Pros: Great views and in the park.
Cons: The showers have some whack venting which makes you feel as if you are not in the middle of a natural treasure and hundreds of miles from a major U.S. city – but sleeping on a factory floor. To add to the adventure, when the park was full, we let a family with two small kids camp on our campsite. While we sat outside and tried to ignore the factory wheezing behind us, they shined the lights of their SUV in our faces for 45 minutes while they set up camp. #natureislosingitsnature ($21.10)
8. Buy alcohol and avocados at the same place!
True Story: In South Dakota and Nebraska, I can buy my watermelon and wine in the same place! Dudes, I swear to God. No joke.
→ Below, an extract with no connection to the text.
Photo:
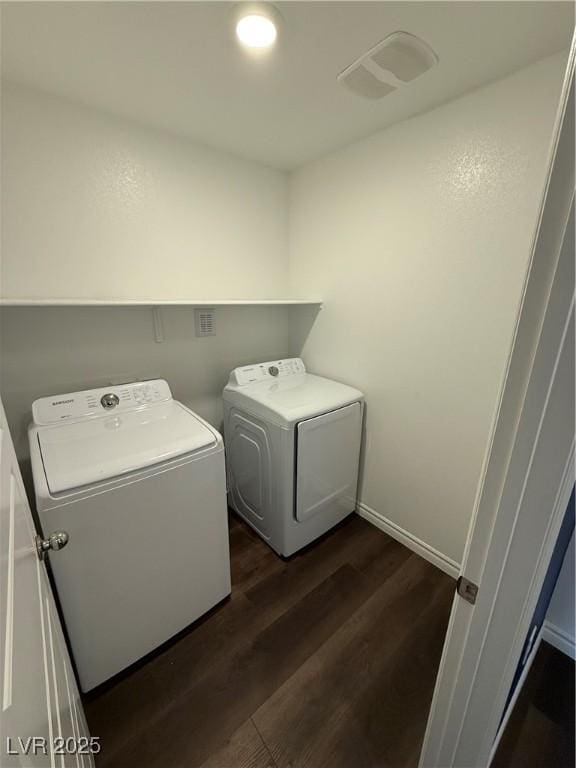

Isn’t that just totally fruity? You know what is nuttier? I saw zero evidence of Nebraskans or South Dakotans falling into drunken hysterics or their communities in shambles as result. Both states just kind of seem to go on their own happy way all the while selling booze and baked goods all in the same locale. It is like convenience and acknowledgement it is the 21st century all in one shebang.
9. Ghost Towns
Dotting the landscape of South Dakota and Nebraska are vacated wooden buildings, houses and communities where the prior tenants appear to have left involuntarily and where their broken memories and dream seem to still live amongst the peeling paint and wild grasses now residing in the rooms they did.
Pictured below: An abandoned saloon in the ironically named Scenic, South Dakota – the entire town recently purchased under a cloud of mystery by a secretive Filipino Church for $800,000. Catch it on the way to Badlands National Park.
10. See that Montana is not the only space to revel in big sky country
Another plus to this area of the country, miles and miles and miles of big, big sky.
11. See more bighorn sheep in 15 miles than I have seen in Colorado in 15 years
The Bandlands Loop is a road, running east to west, across much of the park. The western end of it is a well groomed gravel road and the eastern end is paved. We took the western, paved road, to the point where paved meets gravel which is also where you will find one of the highlights of the road and best views. (It was called Panorama Point if I am remembering correctly.) However, another highlight are the many bighorn sheep, highly accustomed to cars and people, who come close to or are often on the side of the road.
12. The Other Sites to See I Didn’t Have Time For
On the 48 hour South Dakota Sampler tour, we had time for a lot but not for enough. Next time I go, I will make sure to check out Deadwood, South Dakota. The town based on a show, I have never seen, but rumored to be downright adorable. The Mickelson Trail a 114 mile bike trail from Deadwood to Edgemont. It passes through countless sites – hills, tunnels, pastures, converted railroad bridges, national forest, granite walls and 100+ miles of South Dakota. And I would also take a stroll around the downtown of Rapid City. We drove through on our way to eat Nepalese / Indian at The Everest Cuisine outside of the area. From what we saw it looks like a modern and charming little area with shops, bars and restaurants.